Technical advances also change the way humans produce things. The step into production technology, which was completely different from the past, is also called the industrial revolution. The new production technologies fundamentally changed the working conditions and lifestyles of people. What were the industrial revolutions and where do we find ourselves now? “From the First Industrial Revolution to Industry 4.0”
The First Industrial Revolution began in the 18th century through the use of steam power and mechanisation of production. What before produced threads on simple spinning wheels, the mechanised version achieved eight times the volume in the same time. Steam power was already known. The use of it for industrial purposes was the greatest breakthrough for increasing human productivity. Instead of weaving looms powered by muscle, steam-engines could be used for power.
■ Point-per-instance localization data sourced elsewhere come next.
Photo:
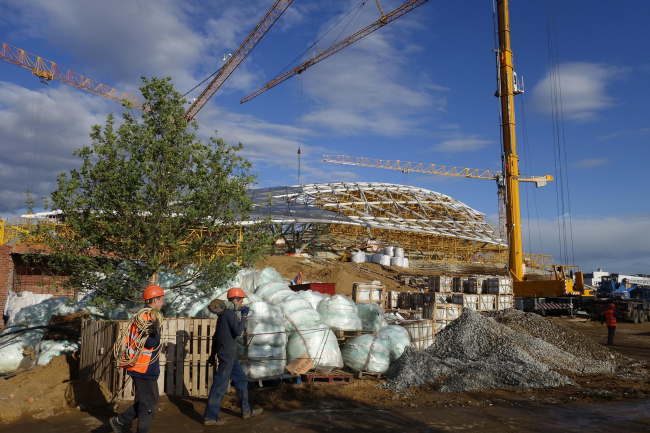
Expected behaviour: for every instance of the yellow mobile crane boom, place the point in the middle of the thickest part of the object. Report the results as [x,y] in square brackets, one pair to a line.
[47,70]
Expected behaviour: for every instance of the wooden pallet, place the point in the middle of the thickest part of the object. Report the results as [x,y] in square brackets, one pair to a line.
[268,382]
[335,377]
[358,374]
[342,334]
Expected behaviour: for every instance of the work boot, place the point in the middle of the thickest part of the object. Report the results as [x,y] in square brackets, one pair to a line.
[217,421]
[115,425]
[253,412]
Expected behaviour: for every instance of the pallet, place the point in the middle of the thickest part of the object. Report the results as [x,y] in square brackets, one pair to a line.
[272,381]
[358,374]
[335,377]
[342,334]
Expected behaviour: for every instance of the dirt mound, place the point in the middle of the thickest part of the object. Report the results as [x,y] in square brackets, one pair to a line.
[478,352]
[48,390]
[344,274]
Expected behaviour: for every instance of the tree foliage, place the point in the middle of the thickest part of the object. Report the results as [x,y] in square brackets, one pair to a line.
[147,197]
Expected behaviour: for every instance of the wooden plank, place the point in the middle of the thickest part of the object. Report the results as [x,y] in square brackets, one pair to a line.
[171,357]
[162,358]
[187,356]
[196,356]
[180,330]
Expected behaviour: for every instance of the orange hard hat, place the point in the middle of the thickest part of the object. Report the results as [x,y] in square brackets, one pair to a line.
[236,292]
[152,291]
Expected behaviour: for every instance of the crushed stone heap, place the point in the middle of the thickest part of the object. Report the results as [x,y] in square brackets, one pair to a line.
[507,349]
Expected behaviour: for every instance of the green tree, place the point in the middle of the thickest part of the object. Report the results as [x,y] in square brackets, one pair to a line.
[149,197]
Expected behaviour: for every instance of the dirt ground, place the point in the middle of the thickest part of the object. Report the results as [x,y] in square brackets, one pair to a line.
[344,274]
[49,399]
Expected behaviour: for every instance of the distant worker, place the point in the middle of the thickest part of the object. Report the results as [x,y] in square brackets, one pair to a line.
[143,367]
[224,347]
[610,319]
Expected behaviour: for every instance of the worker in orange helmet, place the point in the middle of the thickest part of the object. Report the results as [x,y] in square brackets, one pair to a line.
[145,371]
[609,318]
[224,347]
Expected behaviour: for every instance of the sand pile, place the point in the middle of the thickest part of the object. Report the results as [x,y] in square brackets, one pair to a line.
[511,349]
[48,390]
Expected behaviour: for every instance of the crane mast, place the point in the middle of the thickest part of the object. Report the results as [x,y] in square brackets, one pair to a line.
[510,160]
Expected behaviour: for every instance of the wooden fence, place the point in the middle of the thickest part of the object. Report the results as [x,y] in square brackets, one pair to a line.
[184,369]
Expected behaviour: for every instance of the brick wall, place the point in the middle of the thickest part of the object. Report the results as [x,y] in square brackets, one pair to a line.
[17,277]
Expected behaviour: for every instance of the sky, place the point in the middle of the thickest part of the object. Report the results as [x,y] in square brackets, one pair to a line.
[420,89]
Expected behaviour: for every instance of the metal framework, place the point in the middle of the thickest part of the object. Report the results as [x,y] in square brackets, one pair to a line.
[427,224]
[235,60]
[47,70]
[385,19]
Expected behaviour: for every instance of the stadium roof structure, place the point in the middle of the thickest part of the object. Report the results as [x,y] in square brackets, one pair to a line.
[373,205]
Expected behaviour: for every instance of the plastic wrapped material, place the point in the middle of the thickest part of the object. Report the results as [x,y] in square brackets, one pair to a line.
[358,257]
[299,313]
[367,353]
[262,349]
[314,298]
[17,301]
[319,343]
[16,347]
[50,349]
[40,314]
[274,292]
[250,281]
[398,340]
[340,313]
[372,316]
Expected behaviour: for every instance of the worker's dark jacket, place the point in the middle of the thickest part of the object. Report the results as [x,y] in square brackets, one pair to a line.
[224,340]
[153,371]
[610,317]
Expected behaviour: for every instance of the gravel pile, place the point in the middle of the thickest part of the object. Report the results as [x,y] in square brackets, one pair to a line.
[510,349]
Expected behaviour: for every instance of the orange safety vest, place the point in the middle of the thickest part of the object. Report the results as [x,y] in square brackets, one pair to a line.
[610,318]
[142,363]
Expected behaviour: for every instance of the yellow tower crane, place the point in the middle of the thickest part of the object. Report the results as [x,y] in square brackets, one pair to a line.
[48,70]
[443,170]
[322,55]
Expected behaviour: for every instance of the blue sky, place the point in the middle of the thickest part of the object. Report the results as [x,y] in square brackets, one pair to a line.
[421,89]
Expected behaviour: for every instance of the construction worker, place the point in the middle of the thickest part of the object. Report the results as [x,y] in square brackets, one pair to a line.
[224,347]
[145,371]
[610,319]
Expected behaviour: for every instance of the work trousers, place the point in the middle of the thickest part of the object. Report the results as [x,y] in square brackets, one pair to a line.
[229,368]
[611,330]
[144,406]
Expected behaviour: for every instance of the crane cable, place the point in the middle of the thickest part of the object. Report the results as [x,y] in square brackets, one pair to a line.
[559,138]
[129,346]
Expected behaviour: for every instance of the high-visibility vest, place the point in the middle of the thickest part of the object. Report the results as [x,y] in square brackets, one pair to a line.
[142,363]
[610,318]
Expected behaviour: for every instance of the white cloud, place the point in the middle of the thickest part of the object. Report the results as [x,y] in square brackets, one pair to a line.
[582,92]
[591,162]
[619,243]
[461,143]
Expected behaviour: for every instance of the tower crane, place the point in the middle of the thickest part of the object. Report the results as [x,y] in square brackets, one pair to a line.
[47,70]
[238,57]
[385,19]
[443,170]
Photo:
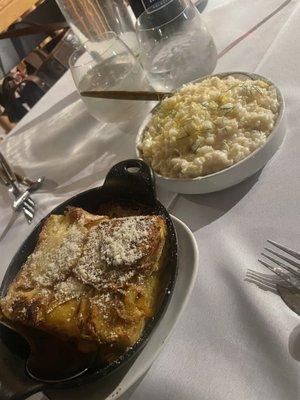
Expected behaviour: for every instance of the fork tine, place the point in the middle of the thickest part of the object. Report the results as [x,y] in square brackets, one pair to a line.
[28,207]
[282,275]
[286,249]
[28,215]
[286,267]
[288,260]
[30,200]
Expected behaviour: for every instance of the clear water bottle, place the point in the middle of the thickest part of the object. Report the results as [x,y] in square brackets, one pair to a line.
[139,6]
[89,19]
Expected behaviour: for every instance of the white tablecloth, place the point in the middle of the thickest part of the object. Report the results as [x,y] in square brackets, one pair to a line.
[234,341]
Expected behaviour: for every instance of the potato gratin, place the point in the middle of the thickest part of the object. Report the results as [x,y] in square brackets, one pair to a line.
[91,278]
[208,126]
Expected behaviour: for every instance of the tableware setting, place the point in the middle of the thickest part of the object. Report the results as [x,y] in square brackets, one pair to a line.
[284,263]
[92,295]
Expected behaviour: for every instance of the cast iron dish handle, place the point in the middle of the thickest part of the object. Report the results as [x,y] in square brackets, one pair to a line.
[133,177]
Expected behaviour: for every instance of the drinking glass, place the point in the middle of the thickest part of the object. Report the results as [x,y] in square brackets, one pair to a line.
[175,45]
[108,64]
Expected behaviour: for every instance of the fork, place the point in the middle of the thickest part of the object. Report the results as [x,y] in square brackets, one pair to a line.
[285,267]
[28,205]
[22,199]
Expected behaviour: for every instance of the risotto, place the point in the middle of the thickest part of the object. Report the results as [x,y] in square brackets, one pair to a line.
[208,126]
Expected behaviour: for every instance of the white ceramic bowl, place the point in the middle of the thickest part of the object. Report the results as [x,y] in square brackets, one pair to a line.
[236,173]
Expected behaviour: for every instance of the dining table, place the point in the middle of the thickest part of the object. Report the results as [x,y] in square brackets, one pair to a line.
[236,339]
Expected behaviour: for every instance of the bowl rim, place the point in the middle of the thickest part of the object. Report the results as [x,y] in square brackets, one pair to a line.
[250,75]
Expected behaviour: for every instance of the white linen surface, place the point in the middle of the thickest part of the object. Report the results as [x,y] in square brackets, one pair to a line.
[234,341]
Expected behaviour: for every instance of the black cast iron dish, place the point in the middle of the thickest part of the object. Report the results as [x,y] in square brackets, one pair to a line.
[130,180]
Developments such as the steamship or (some 100 years later) the steam-powered locomotive brought about further massive changes because humans and goods could move great distances in fewer hours.
The Second Industrial Revolution began in the 19th century through the discovery of electricity and assembly line production. Henry Ford (1863–1947) took the idea of mass production from a slaughterhouse in Chicago: The pigs hung from conveyor belts and each butcher performed only a part of the task of butchering the animal. Henry Ford carried over these principles into automobile production and drastically altered it in the process. While before one station assembled an entire automobile, now the vehicles were produced in partial steps on the conveyor belt—significantly faster and at lower cost.
The Third Industrial Revolution began in the ’70s in the 20th century through partial automation using memory-programmable controls and computers. Since the introduction of these technologies, we are now able to automate an entire production process—without human assistance. Known examples of this are robots that perform programmed sequences without human intervention.
We are currently implementing the Fourth Industrial Revolution. This is characterised by the application of information and communication technologies to industry and is also known as “Industry 4.0”. It builds on the developments of the Third Industrial Revolution. Production systems that already have computer technology are expanded by a network connection and have a digital twin on the Internet so to speak. These allow communication with other facilities and the output of information about themselves. This is the next step in production automation. The networking of all systems leads to “cyber-physical production systems” and therefore smart factories, in which production systems, components and people communicate via a network and production is nearly autonomous.